GGoodrum
1 MW
fechter said:BiGH said:what would be great is a board that monitors indiviudal cells, then reduces the throttle signal until the cells are on the good side of their cutoff point (if this happens at all). This would stop the bms's from cutting out then having to be reset under high loads
Yes, that would be good.
Overcurrent could trigger the same response.
If the BMS had an opto-coupler with and open collector output to interface to the controller, it would be easy to adapt to almost any controller.

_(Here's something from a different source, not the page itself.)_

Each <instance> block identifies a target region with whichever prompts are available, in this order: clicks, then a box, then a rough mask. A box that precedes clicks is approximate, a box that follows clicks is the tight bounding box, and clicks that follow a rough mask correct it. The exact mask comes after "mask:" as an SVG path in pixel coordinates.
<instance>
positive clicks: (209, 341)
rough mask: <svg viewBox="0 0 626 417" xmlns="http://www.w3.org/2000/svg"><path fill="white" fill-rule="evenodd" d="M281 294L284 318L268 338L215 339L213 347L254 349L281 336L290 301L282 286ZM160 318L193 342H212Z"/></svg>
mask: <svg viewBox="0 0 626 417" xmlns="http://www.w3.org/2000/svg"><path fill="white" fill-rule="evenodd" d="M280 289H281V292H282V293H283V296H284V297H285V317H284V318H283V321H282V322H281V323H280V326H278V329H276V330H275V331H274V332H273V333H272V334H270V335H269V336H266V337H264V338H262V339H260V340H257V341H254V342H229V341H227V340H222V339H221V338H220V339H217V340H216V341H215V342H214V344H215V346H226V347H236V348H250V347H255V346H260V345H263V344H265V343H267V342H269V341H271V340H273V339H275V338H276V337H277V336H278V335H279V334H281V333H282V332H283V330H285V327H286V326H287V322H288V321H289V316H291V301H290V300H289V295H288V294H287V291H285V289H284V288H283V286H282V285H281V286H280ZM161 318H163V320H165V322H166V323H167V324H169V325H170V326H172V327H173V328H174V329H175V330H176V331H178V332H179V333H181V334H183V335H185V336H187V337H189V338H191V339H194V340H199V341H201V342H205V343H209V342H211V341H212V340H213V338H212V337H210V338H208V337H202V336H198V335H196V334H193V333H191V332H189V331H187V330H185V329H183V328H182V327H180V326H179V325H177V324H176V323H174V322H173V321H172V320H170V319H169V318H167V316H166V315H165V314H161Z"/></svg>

This is pretty much how the LVC circuit Bob designed works right now. If, under load, a cell dips below 2.7V, it cuts the throttle by pulling down the brake inhibit line. As soon as the load is removed, the voltage will rise. The LVC circuit will then "let go" of the brake signal. If you still have the throttle engaged, the voltage will drop again and the circuit will trip the brage signal again.
I've purposely run packs down to where this happens, in order to test the circuits. It usually first happens as I'm going up a slight hill, where the load climbs up to 40A, or so. You can feel the power cut, in and out, about once a second. If you back off the throttle a bit, the power returns and doesn't cut out until the pack is basically completely done. With a well-balanced pack, where all the cells dump at once, this "get home" capability could be short. In most of my a123 packs, which have seen a fair about of torture testing, there always seems to be one block of cells with a slightly higher "burn rate", or slightly lower voltage/capacity, so these will trip first. I can usually get another mile, or two, before it starts cutting out all the time. When that happens, the cells will usually take a full 2200-2300 mAh back in.
While I feel fairly comfortable draining a123-based packs all the way down, I'm not sure I'd try this with these other big LiFePO4 cells. In this case, what the LVC circuit would do is protect a cell that happens, for whatever reason, to get significantly out-of-balance with the rest of the cells.